Velocity Reviews - Computer Hardware Reviews

Velocity Reviews > Newsgroups > Programming > Perl > Perl Misc > A script to separate out file names from the path?

Reply
Thread Tools

A script to separate out file names from the path?

 
 
Rich Grise
Guest
Posts: n/a
 
      12-11-2006
I have a collection of about 6000 files that need to be reorganized.
These have been strewn all over the place, from CDs to various partitions
and subdirectories on different workstations, to a pile of various
subdirectories from our Samba server, and what-not.

They're all on different depths of subdir, and I'm almost certain that
there's a lot of redundancy - I've got a list that looks something like
this example:

/Collection/a/b/c/d/file1
/Collection/a/b/c/d/file2
/Collection/a/b/c/d/file3
/Collection/a/b/c/d/file4
/Collection/a/b/c/e/file4
/Collection/a/b/c/e/file5
/Collection/e/f/g/file4
/Collection/e/f/g/file5
/Collection/e/f/g/file6
/Collection/e/f/g/file7

and so on; as you can see, they're at different subdir depths;
what I want to do, if possible, is to take this array, split out
only the last component (after some unknown number of '/', but
the last one in the string), put it in the front of a new
string, then concatenate the original line;

The ultimate goal is to sort these by filename - I could kill
a lot of reduncancy pretty easy that way.

But it turns out, what I've been trying to do is use
for (<>) {
my @line = split(/\//,$_);
my $count = @line;
print (@line[$count-1], " : ", $_);
}

doesn't seem to accomplish what I think it should.

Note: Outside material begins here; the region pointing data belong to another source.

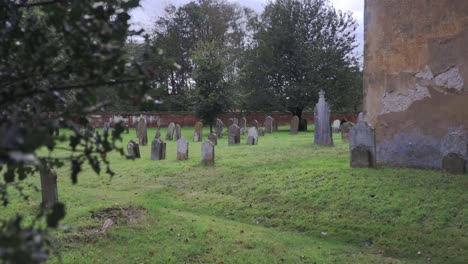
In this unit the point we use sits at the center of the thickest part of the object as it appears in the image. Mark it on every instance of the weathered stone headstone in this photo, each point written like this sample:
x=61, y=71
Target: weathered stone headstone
x=345, y=128
x=303, y=125
x=454, y=152
x=294, y=125
x=142, y=131
x=252, y=137
x=170, y=131
x=133, y=149
x=362, y=144
x=336, y=126
x=322, y=132
x=255, y=123
x=269, y=124
x=219, y=128
x=158, y=149
x=213, y=138
x=158, y=133
x=234, y=135
x=48, y=187
x=178, y=132
x=182, y=149
x=106, y=127
x=243, y=124
x=261, y=131
x=208, y=156
x=198, y=133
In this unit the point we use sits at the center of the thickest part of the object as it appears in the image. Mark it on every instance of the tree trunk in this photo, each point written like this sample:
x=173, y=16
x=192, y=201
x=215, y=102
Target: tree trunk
x=48, y=187
x=298, y=112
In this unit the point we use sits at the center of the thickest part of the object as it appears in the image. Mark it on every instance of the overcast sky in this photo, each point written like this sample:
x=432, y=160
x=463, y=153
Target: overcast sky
x=151, y=9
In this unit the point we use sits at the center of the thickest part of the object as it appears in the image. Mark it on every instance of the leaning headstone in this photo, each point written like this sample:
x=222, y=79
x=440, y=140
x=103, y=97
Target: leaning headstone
x=252, y=138
x=294, y=125
x=243, y=124
x=268, y=124
x=255, y=123
x=158, y=133
x=182, y=149
x=453, y=149
x=106, y=127
x=178, y=132
x=170, y=131
x=362, y=144
x=336, y=126
x=208, y=153
x=142, y=131
x=48, y=187
x=219, y=128
x=261, y=131
x=133, y=149
x=234, y=135
x=345, y=128
x=197, y=135
x=158, y=149
x=322, y=132
x=213, y=138
x=303, y=125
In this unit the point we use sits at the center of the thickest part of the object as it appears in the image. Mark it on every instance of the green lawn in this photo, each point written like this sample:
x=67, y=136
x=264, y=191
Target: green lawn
x=284, y=200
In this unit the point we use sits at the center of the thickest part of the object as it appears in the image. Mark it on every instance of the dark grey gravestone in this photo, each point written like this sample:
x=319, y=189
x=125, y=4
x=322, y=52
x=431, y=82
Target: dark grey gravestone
x=294, y=125
x=208, y=157
x=213, y=138
x=142, y=131
x=336, y=126
x=133, y=149
x=322, y=132
x=178, y=132
x=454, y=152
x=345, y=128
x=261, y=131
x=252, y=138
x=170, y=131
x=219, y=128
x=158, y=133
x=362, y=136
x=303, y=125
x=198, y=133
x=255, y=123
x=48, y=187
x=158, y=149
x=243, y=125
x=182, y=149
x=234, y=135
x=268, y=124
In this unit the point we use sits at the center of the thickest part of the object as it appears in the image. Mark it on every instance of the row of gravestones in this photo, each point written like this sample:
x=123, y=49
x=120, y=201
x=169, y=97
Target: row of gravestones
x=362, y=140
x=158, y=146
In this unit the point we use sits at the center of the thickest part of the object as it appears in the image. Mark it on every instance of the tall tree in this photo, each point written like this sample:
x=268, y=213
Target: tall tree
x=182, y=30
x=211, y=91
x=299, y=47
x=54, y=56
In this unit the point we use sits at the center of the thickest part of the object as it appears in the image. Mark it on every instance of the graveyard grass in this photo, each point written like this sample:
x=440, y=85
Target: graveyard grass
x=284, y=200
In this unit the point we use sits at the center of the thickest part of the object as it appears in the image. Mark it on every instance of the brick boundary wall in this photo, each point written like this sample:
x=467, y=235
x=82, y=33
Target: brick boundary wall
x=187, y=119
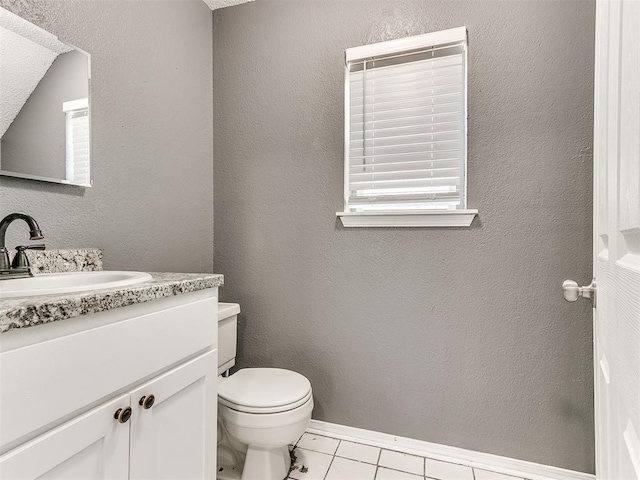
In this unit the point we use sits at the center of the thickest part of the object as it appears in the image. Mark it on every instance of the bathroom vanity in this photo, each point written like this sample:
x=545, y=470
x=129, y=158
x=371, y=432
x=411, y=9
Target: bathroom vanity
x=115, y=383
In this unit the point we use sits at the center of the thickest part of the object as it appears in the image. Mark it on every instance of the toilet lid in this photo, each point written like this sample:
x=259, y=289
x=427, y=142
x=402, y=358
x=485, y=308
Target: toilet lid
x=264, y=390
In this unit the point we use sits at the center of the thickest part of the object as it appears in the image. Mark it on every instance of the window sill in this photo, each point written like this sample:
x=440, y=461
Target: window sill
x=448, y=218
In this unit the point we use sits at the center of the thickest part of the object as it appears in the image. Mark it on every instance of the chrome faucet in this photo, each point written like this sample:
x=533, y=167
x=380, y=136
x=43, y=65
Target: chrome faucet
x=20, y=266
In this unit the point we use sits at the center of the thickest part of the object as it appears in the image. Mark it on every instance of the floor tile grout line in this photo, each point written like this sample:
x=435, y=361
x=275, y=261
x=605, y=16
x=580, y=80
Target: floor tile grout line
x=329, y=469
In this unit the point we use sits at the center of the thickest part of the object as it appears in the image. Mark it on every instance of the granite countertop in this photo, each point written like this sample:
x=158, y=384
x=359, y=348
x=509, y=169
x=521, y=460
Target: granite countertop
x=23, y=312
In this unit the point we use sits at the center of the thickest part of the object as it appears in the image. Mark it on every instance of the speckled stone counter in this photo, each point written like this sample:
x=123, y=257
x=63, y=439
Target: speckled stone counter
x=52, y=261
x=22, y=312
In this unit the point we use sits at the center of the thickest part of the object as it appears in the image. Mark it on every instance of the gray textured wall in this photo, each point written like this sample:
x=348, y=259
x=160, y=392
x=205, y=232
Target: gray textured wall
x=455, y=336
x=151, y=207
x=35, y=143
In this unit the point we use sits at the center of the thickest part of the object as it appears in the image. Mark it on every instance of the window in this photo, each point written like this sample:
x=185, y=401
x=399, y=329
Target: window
x=405, y=132
x=77, y=130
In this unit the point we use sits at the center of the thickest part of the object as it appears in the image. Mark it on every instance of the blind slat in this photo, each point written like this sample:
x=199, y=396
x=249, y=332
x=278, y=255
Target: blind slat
x=406, y=131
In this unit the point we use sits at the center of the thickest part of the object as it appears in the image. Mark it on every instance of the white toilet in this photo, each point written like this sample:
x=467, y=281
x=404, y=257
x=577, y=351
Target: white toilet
x=260, y=411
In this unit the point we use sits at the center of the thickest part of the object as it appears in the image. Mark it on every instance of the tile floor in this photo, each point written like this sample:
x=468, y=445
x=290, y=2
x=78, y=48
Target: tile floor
x=324, y=458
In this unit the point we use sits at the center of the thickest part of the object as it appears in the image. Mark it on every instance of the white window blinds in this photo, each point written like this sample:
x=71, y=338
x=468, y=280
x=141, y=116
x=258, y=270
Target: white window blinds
x=405, y=144
x=78, y=147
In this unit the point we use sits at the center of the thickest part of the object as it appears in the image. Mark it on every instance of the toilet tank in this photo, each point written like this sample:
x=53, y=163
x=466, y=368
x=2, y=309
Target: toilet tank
x=227, y=335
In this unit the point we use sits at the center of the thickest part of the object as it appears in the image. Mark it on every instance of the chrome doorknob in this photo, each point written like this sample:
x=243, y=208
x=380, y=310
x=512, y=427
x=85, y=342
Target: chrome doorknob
x=572, y=291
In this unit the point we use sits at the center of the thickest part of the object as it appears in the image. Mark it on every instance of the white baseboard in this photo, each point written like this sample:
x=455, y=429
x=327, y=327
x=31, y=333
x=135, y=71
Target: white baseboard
x=487, y=461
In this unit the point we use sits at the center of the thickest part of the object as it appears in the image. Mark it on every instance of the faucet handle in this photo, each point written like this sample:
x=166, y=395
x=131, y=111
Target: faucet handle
x=21, y=260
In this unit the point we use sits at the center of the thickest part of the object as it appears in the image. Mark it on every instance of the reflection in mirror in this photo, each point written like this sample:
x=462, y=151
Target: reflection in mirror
x=44, y=105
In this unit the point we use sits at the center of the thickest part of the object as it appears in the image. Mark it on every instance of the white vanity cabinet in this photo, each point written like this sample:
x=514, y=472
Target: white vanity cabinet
x=62, y=384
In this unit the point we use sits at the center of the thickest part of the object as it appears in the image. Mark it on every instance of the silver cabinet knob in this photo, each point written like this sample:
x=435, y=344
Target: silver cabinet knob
x=572, y=291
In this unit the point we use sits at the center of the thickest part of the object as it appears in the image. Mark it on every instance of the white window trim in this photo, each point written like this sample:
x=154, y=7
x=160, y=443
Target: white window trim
x=435, y=218
x=404, y=218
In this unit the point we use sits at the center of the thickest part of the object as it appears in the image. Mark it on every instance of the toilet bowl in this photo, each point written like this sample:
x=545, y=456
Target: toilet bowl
x=260, y=412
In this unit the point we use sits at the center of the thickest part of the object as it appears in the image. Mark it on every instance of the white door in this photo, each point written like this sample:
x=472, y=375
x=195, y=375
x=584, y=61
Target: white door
x=616, y=239
x=174, y=437
x=91, y=446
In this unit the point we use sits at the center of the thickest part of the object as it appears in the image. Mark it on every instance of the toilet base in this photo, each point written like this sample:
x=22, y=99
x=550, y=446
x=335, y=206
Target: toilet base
x=266, y=462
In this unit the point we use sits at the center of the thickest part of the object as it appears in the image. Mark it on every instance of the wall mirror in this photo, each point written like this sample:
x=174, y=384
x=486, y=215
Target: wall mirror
x=45, y=115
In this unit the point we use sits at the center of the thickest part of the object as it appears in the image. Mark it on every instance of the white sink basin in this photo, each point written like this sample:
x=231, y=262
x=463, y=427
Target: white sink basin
x=73, y=282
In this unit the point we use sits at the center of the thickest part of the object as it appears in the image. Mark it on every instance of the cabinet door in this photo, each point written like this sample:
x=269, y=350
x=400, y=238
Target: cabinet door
x=91, y=446
x=176, y=437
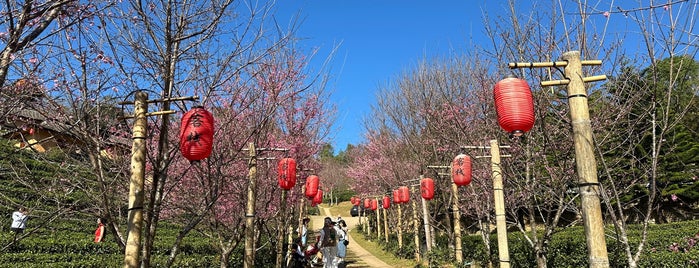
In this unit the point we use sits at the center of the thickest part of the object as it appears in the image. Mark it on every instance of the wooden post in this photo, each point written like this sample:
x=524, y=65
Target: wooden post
x=378, y=220
x=385, y=224
x=499, y=197
x=585, y=162
x=425, y=219
x=249, y=259
x=416, y=227
x=280, y=230
x=302, y=207
x=457, y=224
x=400, y=226
x=366, y=221
x=138, y=167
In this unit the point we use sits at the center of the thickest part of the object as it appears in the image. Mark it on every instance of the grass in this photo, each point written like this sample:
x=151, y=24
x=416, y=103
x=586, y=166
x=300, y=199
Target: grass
x=376, y=250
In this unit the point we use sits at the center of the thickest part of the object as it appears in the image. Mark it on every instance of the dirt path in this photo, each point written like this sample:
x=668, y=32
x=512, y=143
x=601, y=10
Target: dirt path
x=356, y=255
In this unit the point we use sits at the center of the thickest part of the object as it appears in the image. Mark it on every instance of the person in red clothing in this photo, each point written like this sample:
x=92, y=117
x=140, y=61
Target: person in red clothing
x=99, y=233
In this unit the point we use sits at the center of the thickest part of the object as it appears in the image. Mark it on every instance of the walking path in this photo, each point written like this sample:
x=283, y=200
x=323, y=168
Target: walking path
x=357, y=256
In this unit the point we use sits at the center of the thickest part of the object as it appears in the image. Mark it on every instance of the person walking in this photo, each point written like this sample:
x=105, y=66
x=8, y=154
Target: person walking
x=341, y=230
x=328, y=243
x=304, y=231
x=19, y=220
x=99, y=233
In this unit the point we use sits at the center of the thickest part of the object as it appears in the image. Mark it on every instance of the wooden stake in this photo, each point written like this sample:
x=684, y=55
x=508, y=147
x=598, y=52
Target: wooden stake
x=378, y=220
x=281, y=229
x=400, y=226
x=501, y=224
x=426, y=220
x=249, y=259
x=585, y=162
x=457, y=224
x=385, y=224
x=138, y=167
x=416, y=227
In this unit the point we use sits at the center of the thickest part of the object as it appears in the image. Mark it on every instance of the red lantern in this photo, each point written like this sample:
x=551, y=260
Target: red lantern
x=515, y=105
x=312, y=186
x=461, y=170
x=427, y=188
x=318, y=198
x=196, y=134
x=404, y=194
x=286, y=170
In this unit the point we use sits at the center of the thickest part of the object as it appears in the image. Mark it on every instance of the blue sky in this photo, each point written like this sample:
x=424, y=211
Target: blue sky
x=377, y=40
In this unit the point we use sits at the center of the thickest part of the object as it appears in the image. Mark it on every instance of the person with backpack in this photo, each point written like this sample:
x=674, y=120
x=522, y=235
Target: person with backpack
x=328, y=243
x=341, y=230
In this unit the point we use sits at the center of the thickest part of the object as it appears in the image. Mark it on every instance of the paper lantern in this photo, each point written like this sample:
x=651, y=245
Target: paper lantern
x=427, y=188
x=386, y=203
x=286, y=170
x=404, y=194
x=312, y=186
x=515, y=105
x=461, y=170
x=318, y=198
x=196, y=134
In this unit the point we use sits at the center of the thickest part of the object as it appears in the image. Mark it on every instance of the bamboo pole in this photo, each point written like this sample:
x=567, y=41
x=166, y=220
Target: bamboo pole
x=281, y=229
x=585, y=162
x=249, y=259
x=378, y=220
x=302, y=202
x=458, y=253
x=366, y=220
x=426, y=221
x=416, y=227
x=385, y=224
x=400, y=226
x=138, y=167
x=501, y=224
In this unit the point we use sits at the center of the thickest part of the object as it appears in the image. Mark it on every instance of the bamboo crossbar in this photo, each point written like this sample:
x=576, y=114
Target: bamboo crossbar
x=566, y=81
x=514, y=65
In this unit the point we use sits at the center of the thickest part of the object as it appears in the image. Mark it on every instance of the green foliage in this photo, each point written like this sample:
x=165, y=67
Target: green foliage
x=668, y=245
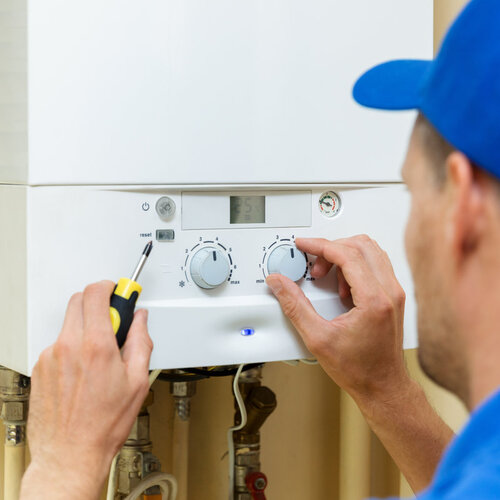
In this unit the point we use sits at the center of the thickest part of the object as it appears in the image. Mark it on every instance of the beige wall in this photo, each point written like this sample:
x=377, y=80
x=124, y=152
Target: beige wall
x=301, y=441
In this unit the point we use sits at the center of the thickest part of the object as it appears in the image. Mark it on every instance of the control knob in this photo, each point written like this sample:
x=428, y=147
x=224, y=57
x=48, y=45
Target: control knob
x=209, y=267
x=288, y=261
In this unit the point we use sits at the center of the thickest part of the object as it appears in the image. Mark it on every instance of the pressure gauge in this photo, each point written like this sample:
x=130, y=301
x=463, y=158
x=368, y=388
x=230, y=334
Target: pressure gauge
x=329, y=204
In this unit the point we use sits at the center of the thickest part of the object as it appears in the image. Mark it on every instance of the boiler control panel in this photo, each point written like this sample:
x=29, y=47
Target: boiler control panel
x=204, y=282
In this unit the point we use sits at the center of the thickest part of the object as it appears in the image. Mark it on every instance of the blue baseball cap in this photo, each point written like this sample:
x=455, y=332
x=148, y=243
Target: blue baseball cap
x=458, y=92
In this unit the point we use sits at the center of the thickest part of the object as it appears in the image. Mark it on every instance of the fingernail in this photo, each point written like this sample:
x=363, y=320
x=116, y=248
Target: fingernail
x=274, y=284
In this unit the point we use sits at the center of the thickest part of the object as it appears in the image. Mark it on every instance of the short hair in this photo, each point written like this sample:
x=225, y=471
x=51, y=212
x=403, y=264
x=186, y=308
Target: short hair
x=435, y=147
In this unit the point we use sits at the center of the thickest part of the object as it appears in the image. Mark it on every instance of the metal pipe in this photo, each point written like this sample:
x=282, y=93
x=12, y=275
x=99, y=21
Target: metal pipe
x=260, y=402
x=182, y=392
x=14, y=396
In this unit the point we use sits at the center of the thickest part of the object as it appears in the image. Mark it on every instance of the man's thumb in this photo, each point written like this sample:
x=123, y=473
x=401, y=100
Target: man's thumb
x=296, y=306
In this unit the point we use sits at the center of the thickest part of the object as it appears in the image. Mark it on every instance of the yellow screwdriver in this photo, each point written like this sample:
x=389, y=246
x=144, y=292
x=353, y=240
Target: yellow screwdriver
x=124, y=297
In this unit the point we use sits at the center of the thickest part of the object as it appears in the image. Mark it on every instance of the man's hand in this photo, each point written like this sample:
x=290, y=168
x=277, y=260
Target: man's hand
x=85, y=396
x=361, y=350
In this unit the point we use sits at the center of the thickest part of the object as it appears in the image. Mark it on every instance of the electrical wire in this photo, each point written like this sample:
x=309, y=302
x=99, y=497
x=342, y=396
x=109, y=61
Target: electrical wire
x=166, y=482
x=110, y=495
x=230, y=443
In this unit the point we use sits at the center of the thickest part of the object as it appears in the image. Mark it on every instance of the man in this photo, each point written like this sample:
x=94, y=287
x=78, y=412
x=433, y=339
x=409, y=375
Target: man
x=452, y=170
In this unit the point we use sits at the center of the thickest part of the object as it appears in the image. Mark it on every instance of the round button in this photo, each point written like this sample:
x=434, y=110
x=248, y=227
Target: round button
x=288, y=261
x=209, y=267
x=165, y=207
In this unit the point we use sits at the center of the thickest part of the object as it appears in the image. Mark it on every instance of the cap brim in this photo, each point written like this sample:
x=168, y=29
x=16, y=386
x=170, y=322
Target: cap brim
x=394, y=85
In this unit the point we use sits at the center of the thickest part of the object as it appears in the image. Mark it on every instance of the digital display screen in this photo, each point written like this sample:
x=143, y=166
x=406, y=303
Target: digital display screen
x=247, y=209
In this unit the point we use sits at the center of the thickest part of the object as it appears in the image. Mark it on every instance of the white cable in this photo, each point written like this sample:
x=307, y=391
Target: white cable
x=291, y=362
x=309, y=361
x=166, y=482
x=110, y=495
x=230, y=444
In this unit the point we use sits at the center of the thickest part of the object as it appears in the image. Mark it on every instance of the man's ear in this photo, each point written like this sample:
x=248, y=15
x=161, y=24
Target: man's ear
x=465, y=190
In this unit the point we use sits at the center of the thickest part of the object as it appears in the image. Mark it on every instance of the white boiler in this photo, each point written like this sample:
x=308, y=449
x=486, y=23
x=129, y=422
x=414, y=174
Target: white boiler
x=222, y=130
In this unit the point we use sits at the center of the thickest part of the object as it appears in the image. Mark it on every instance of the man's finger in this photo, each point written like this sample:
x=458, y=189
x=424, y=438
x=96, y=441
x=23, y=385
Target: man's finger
x=296, y=306
x=136, y=351
x=320, y=268
x=362, y=282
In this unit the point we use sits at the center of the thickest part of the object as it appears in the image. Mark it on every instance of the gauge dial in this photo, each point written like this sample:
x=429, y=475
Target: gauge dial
x=329, y=204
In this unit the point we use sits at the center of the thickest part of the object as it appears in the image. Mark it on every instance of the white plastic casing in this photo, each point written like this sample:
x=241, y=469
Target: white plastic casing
x=105, y=107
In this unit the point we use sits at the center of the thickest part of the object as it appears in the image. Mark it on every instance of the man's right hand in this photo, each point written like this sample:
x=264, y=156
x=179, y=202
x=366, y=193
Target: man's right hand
x=361, y=350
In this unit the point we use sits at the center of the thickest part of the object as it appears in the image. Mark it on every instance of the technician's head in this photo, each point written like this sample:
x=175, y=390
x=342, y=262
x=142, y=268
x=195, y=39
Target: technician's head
x=452, y=170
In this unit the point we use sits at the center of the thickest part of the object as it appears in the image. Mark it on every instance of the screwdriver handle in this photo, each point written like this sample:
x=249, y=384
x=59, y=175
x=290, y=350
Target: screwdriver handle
x=122, y=307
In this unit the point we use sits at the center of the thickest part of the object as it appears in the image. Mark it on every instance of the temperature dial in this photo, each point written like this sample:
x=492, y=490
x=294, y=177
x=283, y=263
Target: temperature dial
x=288, y=261
x=209, y=267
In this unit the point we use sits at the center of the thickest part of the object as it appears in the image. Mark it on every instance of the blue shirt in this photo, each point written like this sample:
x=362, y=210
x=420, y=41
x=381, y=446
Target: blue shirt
x=470, y=468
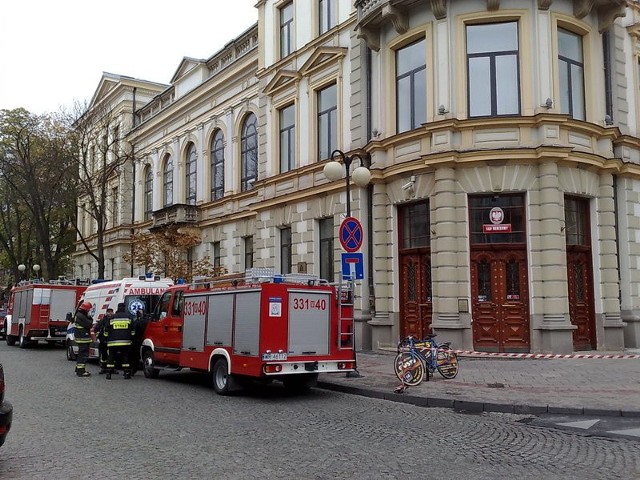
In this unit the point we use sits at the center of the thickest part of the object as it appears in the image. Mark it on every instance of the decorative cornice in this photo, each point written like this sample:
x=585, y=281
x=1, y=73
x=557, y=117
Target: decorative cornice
x=439, y=8
x=608, y=16
x=544, y=4
x=582, y=8
x=398, y=18
x=371, y=38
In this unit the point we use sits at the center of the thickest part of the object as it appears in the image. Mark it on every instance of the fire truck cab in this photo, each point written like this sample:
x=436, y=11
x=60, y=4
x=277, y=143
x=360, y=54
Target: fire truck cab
x=41, y=311
x=262, y=327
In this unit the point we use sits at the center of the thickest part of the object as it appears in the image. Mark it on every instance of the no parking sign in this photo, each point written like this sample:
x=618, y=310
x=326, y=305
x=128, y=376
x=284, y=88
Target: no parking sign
x=351, y=234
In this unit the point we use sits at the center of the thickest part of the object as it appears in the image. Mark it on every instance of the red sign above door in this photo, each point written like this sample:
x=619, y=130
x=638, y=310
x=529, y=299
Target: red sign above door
x=493, y=228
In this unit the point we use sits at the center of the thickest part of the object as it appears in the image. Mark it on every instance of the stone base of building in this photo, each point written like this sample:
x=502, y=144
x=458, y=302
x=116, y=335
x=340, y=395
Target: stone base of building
x=613, y=333
x=631, y=329
x=384, y=331
x=555, y=339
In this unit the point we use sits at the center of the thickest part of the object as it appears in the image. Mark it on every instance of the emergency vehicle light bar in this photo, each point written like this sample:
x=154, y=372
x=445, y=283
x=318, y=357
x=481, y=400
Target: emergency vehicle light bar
x=258, y=274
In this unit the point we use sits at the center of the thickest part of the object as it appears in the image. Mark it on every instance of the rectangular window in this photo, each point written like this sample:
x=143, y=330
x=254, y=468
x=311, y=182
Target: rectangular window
x=325, y=16
x=286, y=30
x=493, y=76
x=116, y=141
x=327, y=121
x=416, y=224
x=285, y=250
x=576, y=221
x=411, y=86
x=571, y=70
x=326, y=249
x=248, y=252
x=217, y=255
x=287, y=138
x=114, y=207
x=608, y=90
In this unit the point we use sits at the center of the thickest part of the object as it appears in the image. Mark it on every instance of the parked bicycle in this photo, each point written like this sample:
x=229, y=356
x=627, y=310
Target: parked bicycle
x=417, y=358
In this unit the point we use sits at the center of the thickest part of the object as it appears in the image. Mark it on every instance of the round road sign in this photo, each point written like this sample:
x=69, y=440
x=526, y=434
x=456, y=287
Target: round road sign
x=351, y=234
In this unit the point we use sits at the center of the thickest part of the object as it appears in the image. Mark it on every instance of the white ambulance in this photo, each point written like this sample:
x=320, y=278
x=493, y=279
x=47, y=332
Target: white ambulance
x=141, y=293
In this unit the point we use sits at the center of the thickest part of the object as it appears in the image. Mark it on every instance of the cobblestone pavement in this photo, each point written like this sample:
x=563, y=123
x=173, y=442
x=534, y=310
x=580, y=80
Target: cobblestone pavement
x=176, y=427
x=571, y=385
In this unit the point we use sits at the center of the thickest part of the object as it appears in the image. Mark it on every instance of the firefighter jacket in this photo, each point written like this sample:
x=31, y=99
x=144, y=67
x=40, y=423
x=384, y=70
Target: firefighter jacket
x=83, y=324
x=120, y=330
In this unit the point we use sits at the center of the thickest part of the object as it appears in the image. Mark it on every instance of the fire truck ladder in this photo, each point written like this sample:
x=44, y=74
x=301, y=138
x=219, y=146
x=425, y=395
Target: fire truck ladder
x=346, y=337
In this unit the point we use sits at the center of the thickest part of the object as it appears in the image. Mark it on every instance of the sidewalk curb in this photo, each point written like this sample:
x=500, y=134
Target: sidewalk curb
x=472, y=406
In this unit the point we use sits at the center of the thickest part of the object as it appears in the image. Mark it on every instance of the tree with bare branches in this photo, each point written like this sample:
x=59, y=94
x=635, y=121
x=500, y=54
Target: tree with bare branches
x=102, y=157
x=37, y=172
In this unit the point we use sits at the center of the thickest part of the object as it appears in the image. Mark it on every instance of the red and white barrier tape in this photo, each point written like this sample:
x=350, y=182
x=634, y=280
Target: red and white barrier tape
x=544, y=355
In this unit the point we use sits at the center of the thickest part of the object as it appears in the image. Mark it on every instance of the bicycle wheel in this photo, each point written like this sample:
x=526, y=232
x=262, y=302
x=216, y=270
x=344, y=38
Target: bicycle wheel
x=408, y=368
x=447, y=363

Here's the
script I've got so far:

#!/usr/bin/perl

while (<>) {
$input = chop($_);
@line = split(/\//,$input);
$count = @line;
print ("count = ", $count, "\n");

# foreach $item(@line) {
# print (" item = ", $item);
# }
# print ("count = ", $count, " ");

# for ($i = 0; $i < $count; $i++) {
# print (" item ", $i, " = ", @line[$i], " ");
# }

# $myitem = @line[$count-1];

# print (@line[$count-1]);

# print ": ";
# print $input;
# print "\n";
}


As you can seem I've tried variations on this, and nothing I've
tried yet has done what I want.

Here's the input (example):

/Collection/a/b/c/d/file1
/Collection/a/b/c/d/file2
/Collection/a/b/c/d/file3
/Collection/a/b/c/d/file4
/Collection/a/b/c/e/file4
/Collection/a/b/c/e/file5
/Collection/e/f/g/file4
/Collection/e/f/g/file5
/Collection/e/f/g/file6
/Collection/e/f/g/file7

And here's what I want the output to look like:

file1 : /Collection/a/b/c/d/file1
file2 : /Collection/a/b/c/d/file2
file3 : /Collection/a/b/c/d/file3
file4 : /Collection/a/b/c/d/file4
file4 : /Collection/a/b/c/e/file4
file5 : /Collection/a/b/c/e/file5
file4 : /Collection/e/f/g/file4
file5 : /Collection/e/f/g/file5
file6 : /Collection/e/f/g/file6
file7 : /Collection/e/f/g/file7

Which I could sort, and track down the duplicates.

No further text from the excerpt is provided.